Les échanges commencent également à prendre forme. Plus de 9.000 certificats d’origine ont déjà été émis sur le continent dans le cadre des opérations réalisées sous le régime de la ZLECAf.

Lors de son intervention, durant la conférence de presse tenu aujourd’hui, Wamkele Mene a rappelé que l’accord était entré dans une phase concrète. “La Zone de libre-échange continentale africaine n’est plus une négociation. C’est une réalité opérationnelle et la Tunisie figure parmi les pays qui en font la preuve”, a-t-il déclaré.

Wamkele M. a également insisté sur l’objectif final de cette intégration continentale. “Un accord ne se mesure pas à l’élégance de son texte, mais à la capacité de ses bénéfices à atteindre chacun”, a-t-il souligné.

L’horizon 2050…

Alors que plusieurs projections placent l’Afrique parmi les principales puissances économiques mondiales à l’horizon 2050, la Tunisie se trouve aujourd’hui face à un défi décisif. Son avance réglementaire est reconnue. Il lui reste désormais à la convertir en succès commerciaux durables et en nouvelles opportunités pour ses entreprises sur le continent africain.

Selon des informations obtenues par Managers, la Tunisie pourrait accueillir la prochaine édition de Biashara Afrika, l’une des principales plateformes continentales dédiées à la promotion du commerce et des investissements dans le cadre de la ZLECAf. Le projet est actuellement à l’étude et s’inscrit dans la volonté de renforcer le positionnement du pays comme porte d’entrée vers les marchés africains.
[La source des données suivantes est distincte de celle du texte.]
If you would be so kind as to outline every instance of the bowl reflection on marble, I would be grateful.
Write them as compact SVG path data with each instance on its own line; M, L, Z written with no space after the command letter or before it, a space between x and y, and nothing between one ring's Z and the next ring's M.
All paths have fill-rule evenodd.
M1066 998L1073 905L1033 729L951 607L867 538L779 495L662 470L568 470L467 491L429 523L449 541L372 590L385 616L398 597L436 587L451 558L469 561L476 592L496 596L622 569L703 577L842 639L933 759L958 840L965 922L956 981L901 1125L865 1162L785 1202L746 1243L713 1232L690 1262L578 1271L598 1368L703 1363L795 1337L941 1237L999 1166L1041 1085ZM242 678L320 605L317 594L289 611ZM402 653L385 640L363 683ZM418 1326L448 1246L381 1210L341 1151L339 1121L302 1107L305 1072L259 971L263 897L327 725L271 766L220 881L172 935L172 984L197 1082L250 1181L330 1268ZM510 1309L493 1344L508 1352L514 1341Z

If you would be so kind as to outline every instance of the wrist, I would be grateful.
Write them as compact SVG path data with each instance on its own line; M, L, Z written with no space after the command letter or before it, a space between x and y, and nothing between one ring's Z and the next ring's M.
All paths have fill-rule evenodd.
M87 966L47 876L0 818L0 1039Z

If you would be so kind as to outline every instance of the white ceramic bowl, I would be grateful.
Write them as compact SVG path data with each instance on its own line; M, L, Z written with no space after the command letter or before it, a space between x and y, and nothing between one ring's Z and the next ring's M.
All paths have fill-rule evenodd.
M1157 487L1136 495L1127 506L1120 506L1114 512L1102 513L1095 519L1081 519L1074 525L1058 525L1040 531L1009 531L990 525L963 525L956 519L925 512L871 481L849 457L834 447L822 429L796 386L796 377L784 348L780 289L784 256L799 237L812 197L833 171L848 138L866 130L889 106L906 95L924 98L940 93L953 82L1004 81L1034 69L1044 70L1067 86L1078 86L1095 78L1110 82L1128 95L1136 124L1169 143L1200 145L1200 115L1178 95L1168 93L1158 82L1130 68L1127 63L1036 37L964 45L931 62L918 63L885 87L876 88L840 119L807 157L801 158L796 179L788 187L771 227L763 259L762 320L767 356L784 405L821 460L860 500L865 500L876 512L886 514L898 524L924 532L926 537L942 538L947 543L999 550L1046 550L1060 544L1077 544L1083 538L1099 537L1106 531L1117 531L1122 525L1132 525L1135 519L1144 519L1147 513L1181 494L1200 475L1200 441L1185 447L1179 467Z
Managers a également appris qu’une plateforme digitale est en cours de développement afin de faciliter l’application et l’appropriation de l’accord par les différents acteurs concernés. Cet outil vise notamment à accompagner les entreprises privées dans la compréhension des mécanismes de la ZLECAf, l’accès aux informations réglementaires, programmes, formations et l’identification des opportunités offertes par le marché continental.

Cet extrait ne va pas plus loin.